It is dawn outside, a soft dawn as a nice contrast to the white mountain peaks, a few harmless remnants of cloud from yesterday’s rainy day still linger on the mountain slopes and the birds have been performing for a good hour into the day. It will be a good hour before the sun sends its rays over the mountain ridge towards my office window. I have a cup of coffee in front of me, the notebooks have booted up, e-mails are being checked and I am already getting the first reminders for today’s workday.

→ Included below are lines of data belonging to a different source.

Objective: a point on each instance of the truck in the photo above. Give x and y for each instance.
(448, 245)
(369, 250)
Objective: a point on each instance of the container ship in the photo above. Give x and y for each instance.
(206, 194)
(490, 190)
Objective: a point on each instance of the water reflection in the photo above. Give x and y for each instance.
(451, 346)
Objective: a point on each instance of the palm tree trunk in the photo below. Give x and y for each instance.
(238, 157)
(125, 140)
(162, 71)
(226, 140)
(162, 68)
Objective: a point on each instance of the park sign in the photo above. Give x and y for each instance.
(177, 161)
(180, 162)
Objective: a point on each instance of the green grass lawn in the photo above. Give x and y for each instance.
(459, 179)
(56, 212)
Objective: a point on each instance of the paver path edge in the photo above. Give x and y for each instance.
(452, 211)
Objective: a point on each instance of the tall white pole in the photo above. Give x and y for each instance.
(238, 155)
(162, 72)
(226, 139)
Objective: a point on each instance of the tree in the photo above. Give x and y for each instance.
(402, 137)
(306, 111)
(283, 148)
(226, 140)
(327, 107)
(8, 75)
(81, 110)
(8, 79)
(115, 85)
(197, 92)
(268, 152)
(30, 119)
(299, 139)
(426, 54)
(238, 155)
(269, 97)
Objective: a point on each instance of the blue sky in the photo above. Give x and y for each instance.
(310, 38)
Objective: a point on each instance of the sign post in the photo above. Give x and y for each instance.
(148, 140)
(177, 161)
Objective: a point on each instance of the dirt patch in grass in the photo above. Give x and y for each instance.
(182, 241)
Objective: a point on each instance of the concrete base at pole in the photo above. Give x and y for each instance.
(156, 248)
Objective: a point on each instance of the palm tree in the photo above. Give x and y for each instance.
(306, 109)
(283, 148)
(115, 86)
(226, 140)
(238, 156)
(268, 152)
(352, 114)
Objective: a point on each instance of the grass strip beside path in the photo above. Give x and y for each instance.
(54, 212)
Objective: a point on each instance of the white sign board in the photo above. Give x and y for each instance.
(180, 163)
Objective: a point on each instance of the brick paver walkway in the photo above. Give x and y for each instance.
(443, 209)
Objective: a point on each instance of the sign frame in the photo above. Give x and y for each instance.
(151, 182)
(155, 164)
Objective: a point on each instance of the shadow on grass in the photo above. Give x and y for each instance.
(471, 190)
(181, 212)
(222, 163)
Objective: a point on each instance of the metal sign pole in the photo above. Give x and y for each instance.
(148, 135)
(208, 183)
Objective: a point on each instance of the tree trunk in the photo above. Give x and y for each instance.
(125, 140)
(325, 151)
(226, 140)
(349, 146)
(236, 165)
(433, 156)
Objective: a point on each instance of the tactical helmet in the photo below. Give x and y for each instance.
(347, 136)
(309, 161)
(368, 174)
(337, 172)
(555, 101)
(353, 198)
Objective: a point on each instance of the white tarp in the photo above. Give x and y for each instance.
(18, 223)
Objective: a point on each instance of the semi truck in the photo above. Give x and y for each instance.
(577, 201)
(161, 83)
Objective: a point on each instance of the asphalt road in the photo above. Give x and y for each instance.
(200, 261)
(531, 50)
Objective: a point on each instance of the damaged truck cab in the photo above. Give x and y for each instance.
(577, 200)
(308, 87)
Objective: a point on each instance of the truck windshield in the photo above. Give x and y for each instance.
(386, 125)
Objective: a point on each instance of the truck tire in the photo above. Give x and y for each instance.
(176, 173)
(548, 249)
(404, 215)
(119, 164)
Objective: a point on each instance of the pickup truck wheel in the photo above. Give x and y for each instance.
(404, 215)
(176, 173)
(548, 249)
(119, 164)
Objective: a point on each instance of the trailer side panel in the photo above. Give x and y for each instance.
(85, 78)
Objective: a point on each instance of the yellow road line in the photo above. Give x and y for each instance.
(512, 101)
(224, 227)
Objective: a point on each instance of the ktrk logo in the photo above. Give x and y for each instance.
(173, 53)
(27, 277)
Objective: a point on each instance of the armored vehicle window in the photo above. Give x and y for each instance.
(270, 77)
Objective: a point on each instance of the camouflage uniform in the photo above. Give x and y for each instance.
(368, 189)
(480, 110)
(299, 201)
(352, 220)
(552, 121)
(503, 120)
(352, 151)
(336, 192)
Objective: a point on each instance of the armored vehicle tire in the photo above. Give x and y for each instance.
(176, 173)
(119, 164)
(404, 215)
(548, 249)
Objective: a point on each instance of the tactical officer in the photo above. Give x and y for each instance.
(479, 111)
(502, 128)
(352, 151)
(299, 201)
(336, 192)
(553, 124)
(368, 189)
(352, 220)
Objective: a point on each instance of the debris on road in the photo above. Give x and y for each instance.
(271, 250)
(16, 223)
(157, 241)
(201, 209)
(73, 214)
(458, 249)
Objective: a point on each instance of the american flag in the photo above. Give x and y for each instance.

I have so many other thoughts in my head, about the current situation with this, for me unbelievable and stupid hysteria and the political actions around the Corona Virus, but also privately.
I did not sleep particularly well today, as I often do when I am very, busy with thoughts. This of course stays with our cat, not unnoticed when I stare into the dark with open eyes at night, she notices it and with her meowing she shows me emphatically that she is already awake.
Most of the time I get up and feed them, sometimes I go back to bed and sleep a little longer, but also, like today, I stay up, make myself a coffee and start up the notebook. The first thing I do is check my phone for messages while the PC is starting up. I will write you a good morning and nice wishes for the day, read the latest news while I am sipping my coffee and looking out the window every now and then, like right now.
The dawn has changed, has become stronger, just like the day, it is getting increasingly lighter and a look at the clock tells me that I have already spent half an hour doing the above-mentioned activities and writing. Whenever my head is so full of thoughts and especially when my heart aches, be it full of longing or sorrow, then I have the habit of writing. Writing helps me in a certain way to process the situations, to classify them, sometimes to understand them.
Questions that occupy me to write down, to look for answers while writing, to try to find answers, to save them for later, to read and search for answers again. What am i there for This question or similar formulations are very often in my head and occupy me more or less permanently, even today or all night long, these thoughts are buzzing around in my mind’s eye and demand an answer.
Love and pain are a couple, inseparable. Emotions of love are so beautiful, so indescribably beautiful, but sometimes there is pain because you said words carelessly, asked questions that hurt you or what you wrote that carelessly. You violate trust and with it sorrow and pain come into love, reflection begins, questions and doubts arise. Longing gnaws mercilessly, love, wants only one thing, this‘ heavenly feeling of togetherness, without the rest of the world outside, without questions, unconditionally and only because of love. Pain, disharmony, and doubt have no place in love and yet it sometimes happens, but love can overcome anything.
I experienced both, in the here and now, am I here for that? When I was lying in bed with my eyes open and staring into the dark, this thought occurred to me today: I am here, in this world, because I sprang from the love between my mother and my father. It was not a purely biological process from which I emerged, there were feelings, great feelings, love, my existence on earth was born out of love. I find this thought particularly beautiful, I like it! Born out of the most beautiful feeling, that’s me, as my mother wrote to myself and this feeling, the love, I’ve also carried within me since I’ve lived and my daughter is here in this world for exactly the same reason as I am.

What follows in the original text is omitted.